Intrinsic localized modes in a monatomic lattice with weakly anharmonic nearest-neighbor force constants

Abstract

The frequencies of anharmonic local modes in one-, two-, and three-dimensional lattices have been obtained analytically by combining the rotating-wave approximation with some of the formalism used previously to characterize defect modes in harmonic crystals. For weak anharmonicity these modes become delocalized, while they take on the vibrational pattern of a small molecule when the anharmonicity becomes large. The first-order corrections to the rotating-wave approximation are found to be small for any anharmonicity parameter, verifying that this approximate method of analysis can be used to separate the equations of motion.

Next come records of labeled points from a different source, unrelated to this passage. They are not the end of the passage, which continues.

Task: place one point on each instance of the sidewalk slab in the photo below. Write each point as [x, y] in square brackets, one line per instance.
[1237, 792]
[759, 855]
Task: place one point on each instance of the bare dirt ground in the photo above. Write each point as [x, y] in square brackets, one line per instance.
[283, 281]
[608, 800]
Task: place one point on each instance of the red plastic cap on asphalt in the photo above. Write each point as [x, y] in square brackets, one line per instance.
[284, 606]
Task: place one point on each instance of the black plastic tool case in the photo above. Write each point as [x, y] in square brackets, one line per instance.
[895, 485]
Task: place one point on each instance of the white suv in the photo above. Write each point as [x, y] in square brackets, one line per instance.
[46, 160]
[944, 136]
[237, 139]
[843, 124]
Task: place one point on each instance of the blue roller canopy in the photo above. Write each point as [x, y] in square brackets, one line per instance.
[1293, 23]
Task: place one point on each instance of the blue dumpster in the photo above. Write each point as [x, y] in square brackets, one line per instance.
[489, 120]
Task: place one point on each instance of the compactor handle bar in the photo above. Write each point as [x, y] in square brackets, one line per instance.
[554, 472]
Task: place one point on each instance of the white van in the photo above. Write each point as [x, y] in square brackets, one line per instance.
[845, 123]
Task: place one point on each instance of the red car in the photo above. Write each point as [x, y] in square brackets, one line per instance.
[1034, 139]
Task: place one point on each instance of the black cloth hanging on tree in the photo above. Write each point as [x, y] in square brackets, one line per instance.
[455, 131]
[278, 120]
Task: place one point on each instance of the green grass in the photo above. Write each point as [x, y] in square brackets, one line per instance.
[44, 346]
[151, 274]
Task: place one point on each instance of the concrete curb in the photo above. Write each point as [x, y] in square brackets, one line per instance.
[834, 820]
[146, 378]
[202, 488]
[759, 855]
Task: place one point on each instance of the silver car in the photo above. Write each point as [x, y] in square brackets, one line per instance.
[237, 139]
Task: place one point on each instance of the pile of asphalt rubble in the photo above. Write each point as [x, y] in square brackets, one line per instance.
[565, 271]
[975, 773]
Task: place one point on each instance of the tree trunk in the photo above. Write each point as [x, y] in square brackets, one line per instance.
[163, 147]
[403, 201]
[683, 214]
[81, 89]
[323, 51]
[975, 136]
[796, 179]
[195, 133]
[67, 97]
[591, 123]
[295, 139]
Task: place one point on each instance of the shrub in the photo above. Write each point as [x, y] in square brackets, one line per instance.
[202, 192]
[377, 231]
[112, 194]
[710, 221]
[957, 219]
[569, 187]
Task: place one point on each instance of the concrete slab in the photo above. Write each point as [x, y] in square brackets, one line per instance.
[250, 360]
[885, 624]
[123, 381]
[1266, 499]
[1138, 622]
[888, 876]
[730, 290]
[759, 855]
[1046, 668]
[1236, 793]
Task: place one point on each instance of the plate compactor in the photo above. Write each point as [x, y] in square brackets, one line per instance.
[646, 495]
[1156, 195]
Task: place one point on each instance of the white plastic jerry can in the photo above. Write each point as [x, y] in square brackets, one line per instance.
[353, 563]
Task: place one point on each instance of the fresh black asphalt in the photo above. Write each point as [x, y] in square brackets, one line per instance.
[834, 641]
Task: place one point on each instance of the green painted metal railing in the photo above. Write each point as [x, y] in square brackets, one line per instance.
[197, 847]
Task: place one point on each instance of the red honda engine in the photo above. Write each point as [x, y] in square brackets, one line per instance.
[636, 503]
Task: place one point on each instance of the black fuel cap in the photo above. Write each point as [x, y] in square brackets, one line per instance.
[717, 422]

This identification of the weak-anharmonicity limit permits us for the first time to address the question of the existence of anharmonic local modes in real crystals. With anharmonic parameters similar to those found in alkali-metal halide crystals, the energy needed to produce these modes in all three dimensions is estimated. We find that thermal motion alone does not provide enough amplitude to support these modes in a lattice with the anharmonicity of pure LiF. On the other hand, at some defect sites the requirements could be less severe, and anharmonic modes might be generated by a nonthermal process such as an optical excitation of the F center, which introduces an energy equivalent of ∼40-Debye phonons into the lattice. The large anharmonicities found in solid He and near ferroelectric systems should provide more friendly environments for these modes.